La rivoluzione nel sacchetto 
di Ninni Raimondi
 
Dal 1° Gennaio, nei supermercati, è obbligatorio l’utilizzo di sacchetti biodegradabili per la pesatura e la prezzatura delle merci sfuse. Questi sacchetti costeranno 0,02 euro cadauno, e ciò è bastato a scatenare una bagarre, attorno alla quale si sono create due fazioni: chi sorride affermando che: “E’ aumentato tutto ed è inutile protestare per il sacchetto”, e chi invece vede in questa nuova imposizione quasi un atto di violenza. 
Volendo analizzare più approfonditamente il fenomeno, la “rivoluzione nel sacchetto” è nata proprio dall’esasperazione di tante piccole “violenze” che hanno afflitto gli italiani negli anni. 

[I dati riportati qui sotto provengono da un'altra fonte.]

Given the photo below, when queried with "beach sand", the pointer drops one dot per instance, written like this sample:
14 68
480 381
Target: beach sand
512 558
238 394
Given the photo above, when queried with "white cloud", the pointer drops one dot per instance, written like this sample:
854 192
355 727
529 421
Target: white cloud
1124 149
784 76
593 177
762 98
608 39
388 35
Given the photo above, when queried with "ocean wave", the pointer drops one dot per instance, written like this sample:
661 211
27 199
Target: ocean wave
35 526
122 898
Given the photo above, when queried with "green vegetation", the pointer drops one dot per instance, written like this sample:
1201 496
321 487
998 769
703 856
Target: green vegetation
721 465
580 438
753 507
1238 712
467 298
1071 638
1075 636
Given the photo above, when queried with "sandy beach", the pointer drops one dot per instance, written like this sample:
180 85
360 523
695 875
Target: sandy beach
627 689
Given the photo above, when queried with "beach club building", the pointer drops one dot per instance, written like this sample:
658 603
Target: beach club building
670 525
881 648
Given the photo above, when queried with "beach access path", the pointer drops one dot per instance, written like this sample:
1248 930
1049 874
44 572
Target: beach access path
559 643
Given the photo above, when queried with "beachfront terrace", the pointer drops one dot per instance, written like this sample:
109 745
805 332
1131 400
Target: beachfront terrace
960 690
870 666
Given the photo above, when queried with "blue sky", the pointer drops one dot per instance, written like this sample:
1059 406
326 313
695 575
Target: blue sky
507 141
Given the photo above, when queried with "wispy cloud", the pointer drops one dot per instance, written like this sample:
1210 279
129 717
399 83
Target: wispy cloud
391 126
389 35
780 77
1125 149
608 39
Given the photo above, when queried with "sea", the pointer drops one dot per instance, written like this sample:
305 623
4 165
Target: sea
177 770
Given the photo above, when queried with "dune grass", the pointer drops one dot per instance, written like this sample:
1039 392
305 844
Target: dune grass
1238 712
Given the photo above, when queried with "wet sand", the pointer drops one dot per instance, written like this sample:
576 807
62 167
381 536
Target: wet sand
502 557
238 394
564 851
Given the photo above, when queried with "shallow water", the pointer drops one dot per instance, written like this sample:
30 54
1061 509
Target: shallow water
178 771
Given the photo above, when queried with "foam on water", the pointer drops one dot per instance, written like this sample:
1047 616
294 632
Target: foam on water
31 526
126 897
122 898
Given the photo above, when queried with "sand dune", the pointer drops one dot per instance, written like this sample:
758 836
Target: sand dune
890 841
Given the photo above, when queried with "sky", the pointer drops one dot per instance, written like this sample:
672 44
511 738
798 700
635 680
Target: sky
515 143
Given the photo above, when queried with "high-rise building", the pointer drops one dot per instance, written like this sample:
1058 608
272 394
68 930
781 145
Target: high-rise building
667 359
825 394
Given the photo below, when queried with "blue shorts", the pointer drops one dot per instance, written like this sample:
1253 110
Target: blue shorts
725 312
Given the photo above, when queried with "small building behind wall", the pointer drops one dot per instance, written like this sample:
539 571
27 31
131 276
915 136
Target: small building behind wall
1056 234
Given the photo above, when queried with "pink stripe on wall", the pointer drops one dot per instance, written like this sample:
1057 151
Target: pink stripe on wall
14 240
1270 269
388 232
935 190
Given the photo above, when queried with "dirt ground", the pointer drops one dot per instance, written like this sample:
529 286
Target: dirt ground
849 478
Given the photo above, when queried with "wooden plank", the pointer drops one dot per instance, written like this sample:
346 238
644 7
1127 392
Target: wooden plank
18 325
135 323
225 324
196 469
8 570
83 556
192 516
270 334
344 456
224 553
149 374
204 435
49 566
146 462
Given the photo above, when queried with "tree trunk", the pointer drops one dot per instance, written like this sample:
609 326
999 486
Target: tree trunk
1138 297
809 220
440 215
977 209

Ha ragione infatti chi afferma che sono aumentate le bollette, le tasse, gli idrocarburi, ma quella del sacchetto è stata infatti non la causa scatenante del fenomeno, ma la goccia che ha fatto traboccare il vaso. 
Se è vero infatti che la bolletta, il canone Rai, o qualunque altro aumento hanno toccato il portafoglio, il “sacchetto”, toccando direttamente il cibo ha toccato qualcosa di sacro e necessario alla sopravvivenza e alla dignità, scatenando le reazioni – a volte divertenti – di chi ad un certo punto si è accorto che sta subendo da tanto, troppo tempo, le più subdole violenze. 
Questo fenomeno non va trascurato, va anzi tenuto in grande considerazione dalla prossima classe politica che inizierà a governare, perché il popolo è stanco ed inizia a sentire di nuovo il bisogno di autodeterminarsi. 
 
Cosa c’entra l’autodeterminazione?  
C’entra nella misura in cui, come un mantra, al popolo viene richiesto ogni sorta di sacrificio per una non meglio specificata “richiesta europea”. 
Quante volte ci è stato infatti detto: “Ce lo chiede l’Europa?” E’ appena successo di nuovo, infatti Matteo Renzi in merito ha esattamente affermato: “Ci siamo adeguati ad una normativa europea”. 
 
E’ proprio vero ciò che afferma l’ex-Presidente del Consiglio?  
No, infatti la direttiva 2015/720 lascia agli Stati membri la libertà di continuare ad utilizzare le borse di plastica con uno spessore inferiore ai 15 micron. In sostanza, i sacchetti per la pesatura e la prezzatura – per la direttiva europea – possono continuare ad essere non biodegrabili. 
Solito favore all'”amico” europeista?  
C’è chi afferma ciò, possiamo averne il sospetto, ma lasceremo il lettore con il dubbio, affinché anche lui possa maturare e coltivare la sua “Rivoluzione nel sacchetto”.